We clearly need a marketing man, not a bureaucrat as chairman of the Independent National Electoral Commission (INEC). A little historical reflection makes this imperative. The last time our general election seemed interesting to more than half of our registered voters was in 2003. That year, 69 per cent of our voters thought it worthwhile to go to cast their ballots. Last Sunday, Hong Kong, after 23 weeks of uninterrupted violent protests that pushed the city into recession, had a local council election. For once, the hotheads, the ‘area boys’ and the anarchists left behind the Molotov cocktails and went to line up to vote. Given the chaotic state of Hong Kong in the last few months, it was unbelievable they recorded 71 per cent turn-out.
Since 2003, getting Nigerians to go out to vote has been an uphill task. In 2007, the percentage dropped from 69 per cent to 57 per cent. In 2011, it fell further down to 54 per cent. It got much worse in 2015 when in spite of all the enthusiasm of the Buhari voters, he polled 10 million votes less than Goodluck Jonathan did in 2011. That ought to set off alarm bells that the system is losing popular support. But on a closer look, what was missing is efficiency, ease of voting and faith in the ballot box. Then in 2019, the turn-out was a paltry 35 per cent. A 35 per cent representation is not always acceptable as equitable; it is barely more than a third of registered voters. The National Assembly should, therefore, give the issue the seriousness it deserves. E-voting would turn the situation around, but it needs a lot of work, testing, education and investment. Everything must be done to halt the slide of voter participation. The key is in providing opportunities to enable Nigerians register with ease, keep registration open all year round, clarify the method by which registered voters could receive their voters’ cards.
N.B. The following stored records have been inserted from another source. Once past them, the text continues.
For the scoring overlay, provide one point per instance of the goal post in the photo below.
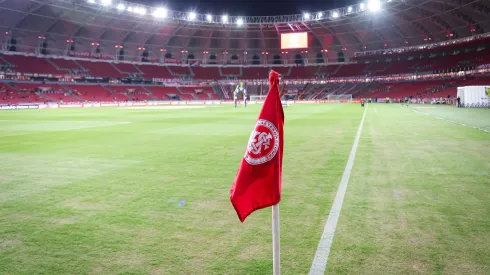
(340, 98)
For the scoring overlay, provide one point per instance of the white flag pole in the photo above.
(276, 247)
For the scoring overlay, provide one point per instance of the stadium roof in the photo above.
(353, 28)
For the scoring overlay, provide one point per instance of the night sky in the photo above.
(249, 7)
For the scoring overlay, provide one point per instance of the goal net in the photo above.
(339, 98)
(257, 98)
(261, 99)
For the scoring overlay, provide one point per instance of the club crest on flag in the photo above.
(263, 143)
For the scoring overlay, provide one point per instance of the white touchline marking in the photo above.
(458, 123)
(41, 120)
(68, 129)
(323, 250)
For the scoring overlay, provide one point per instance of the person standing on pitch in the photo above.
(239, 88)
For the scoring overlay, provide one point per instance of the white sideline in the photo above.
(323, 250)
(458, 123)
(68, 129)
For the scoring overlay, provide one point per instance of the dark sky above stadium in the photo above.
(250, 7)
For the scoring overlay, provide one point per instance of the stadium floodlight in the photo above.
(374, 5)
(140, 11)
(192, 15)
(160, 13)
(105, 2)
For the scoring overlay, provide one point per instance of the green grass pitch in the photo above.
(99, 191)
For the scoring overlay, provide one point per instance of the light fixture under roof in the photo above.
(374, 5)
(105, 2)
(159, 13)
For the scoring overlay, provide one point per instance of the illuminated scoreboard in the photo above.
(295, 40)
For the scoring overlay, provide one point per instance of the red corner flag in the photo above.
(258, 181)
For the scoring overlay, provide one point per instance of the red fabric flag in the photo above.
(258, 181)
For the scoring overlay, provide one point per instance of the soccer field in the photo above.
(146, 191)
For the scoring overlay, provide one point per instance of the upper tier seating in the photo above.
(155, 71)
(206, 73)
(100, 69)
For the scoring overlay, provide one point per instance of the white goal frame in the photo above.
(347, 98)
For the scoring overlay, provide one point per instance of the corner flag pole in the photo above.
(276, 244)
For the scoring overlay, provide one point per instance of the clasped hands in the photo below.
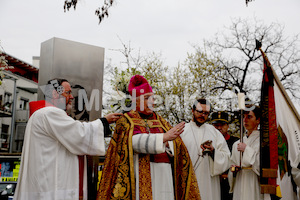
(174, 132)
(207, 147)
(113, 117)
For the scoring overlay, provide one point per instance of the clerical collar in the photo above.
(198, 124)
(144, 116)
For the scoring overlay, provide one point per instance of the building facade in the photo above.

There is a tacit deterioration of the elections conducted by INEC since 2015. All the governorship elections were either declared inconclusive or had ended up in court. Elections are expected to be decided at the ballot box, not in the courts. Each time the courts decide an election, our electoral umpire must realise it has failed in its duty. Hundreds of elections are held in the United States with none of them ever seeing the court room. The last time a presidential election went through the courts was in the year 2000 during the Florida Recount, when poorly designed ballot papers led to a misunderstanding.
When the US Supreme Court intervened in the Bush v. Gore case, therefore, and when its decision seemed to have been influenced by the Conservative majority in the Court, it severely dented the esteem and legitimacy of the Court. US courts do not want to touch political cases because those decisions are supposed to be made at the ballot box and in 99 per cent of the cases, political decisions, the choice of leaders are made at the ballotbox.
We appeal to the National Assembly to take our elections out of the courts by ensuring that they are violence-free; that they are transparent and that those who endanger our elections in any form are severely punished while those who did their duty are recompensed. The electoral officer who rejected N50,000 bribe in Kogi State a fortnight ago should be celebrated. The offences in the Electoral Act are grossly inadequate to forestall electoral malpractices. Therefore, we call for stiffer sanctions for electoral offenders.